Because the Supreme Court is confused and thinks corporations are people and money is speech, our Clean Elections law has been gutted.  Before, candidates that ran “clean” would get public money that matched whatever private money was spent against them.  It leveled the playing field and reduced the influence of big money in politics.  After the Supreme Court ruled that unconstitutional, Democrats have come up with many alternatives to replace this key “matching funds” provision.  Unfortunately, none of them have found bi-partisan support, and many Republicans would like to use this opportunity to gut the system and allow an unprecedented level of money in politics.
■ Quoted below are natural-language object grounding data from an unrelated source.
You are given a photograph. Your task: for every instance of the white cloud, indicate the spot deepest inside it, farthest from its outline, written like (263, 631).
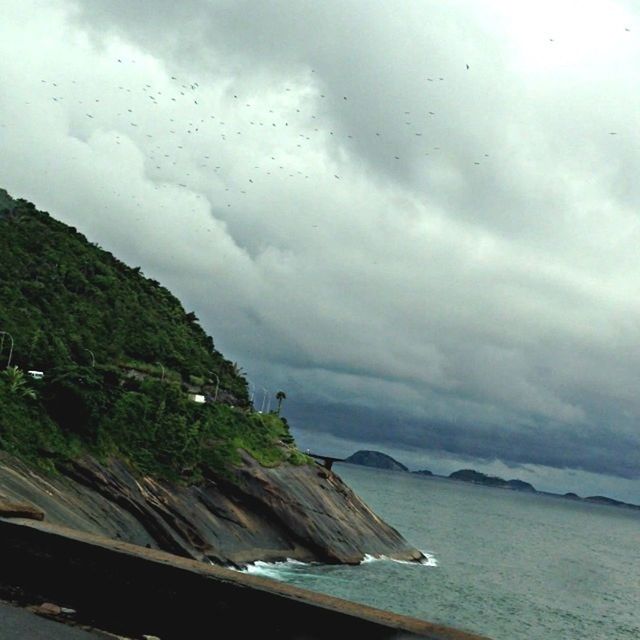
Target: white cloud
(484, 277)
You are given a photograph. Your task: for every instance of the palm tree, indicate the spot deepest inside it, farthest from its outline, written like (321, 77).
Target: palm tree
(280, 396)
(17, 382)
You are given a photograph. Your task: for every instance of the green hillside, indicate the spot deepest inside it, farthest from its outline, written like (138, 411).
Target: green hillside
(120, 356)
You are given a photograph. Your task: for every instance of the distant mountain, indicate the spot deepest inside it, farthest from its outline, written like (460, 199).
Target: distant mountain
(611, 501)
(375, 459)
(477, 477)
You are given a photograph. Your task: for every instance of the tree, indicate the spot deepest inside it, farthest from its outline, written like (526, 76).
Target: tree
(280, 396)
(17, 382)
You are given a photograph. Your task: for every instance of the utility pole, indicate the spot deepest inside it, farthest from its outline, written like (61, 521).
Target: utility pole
(215, 395)
(3, 334)
(93, 358)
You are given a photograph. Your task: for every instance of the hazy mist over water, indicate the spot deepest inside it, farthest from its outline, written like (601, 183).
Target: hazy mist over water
(504, 564)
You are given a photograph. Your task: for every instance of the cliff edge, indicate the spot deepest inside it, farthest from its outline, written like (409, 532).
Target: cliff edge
(301, 512)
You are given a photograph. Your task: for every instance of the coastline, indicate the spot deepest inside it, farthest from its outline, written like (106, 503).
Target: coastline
(123, 588)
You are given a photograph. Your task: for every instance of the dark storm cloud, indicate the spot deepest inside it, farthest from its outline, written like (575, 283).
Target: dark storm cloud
(417, 218)
(541, 444)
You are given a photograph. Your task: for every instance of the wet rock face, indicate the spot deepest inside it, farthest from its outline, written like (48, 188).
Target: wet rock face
(13, 509)
(303, 512)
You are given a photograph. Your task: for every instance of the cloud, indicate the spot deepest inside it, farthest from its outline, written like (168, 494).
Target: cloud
(421, 213)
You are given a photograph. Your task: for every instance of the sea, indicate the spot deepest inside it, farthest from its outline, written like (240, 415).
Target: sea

LD 199: Photo ID.  Introduced by Rep. Cebra (R-Naples)

This is another voter suppression bill.  Ten to fifteen percent of Mainers don’t have a government issued photo ID.  Denying people the right to vote because they don’t have ID discriminates against these Mainers, who are disproportionately the young, the old, the low-income, and of color.  It’s another gimmick to shut working families out of the political process so the rich and big corporations can run the show.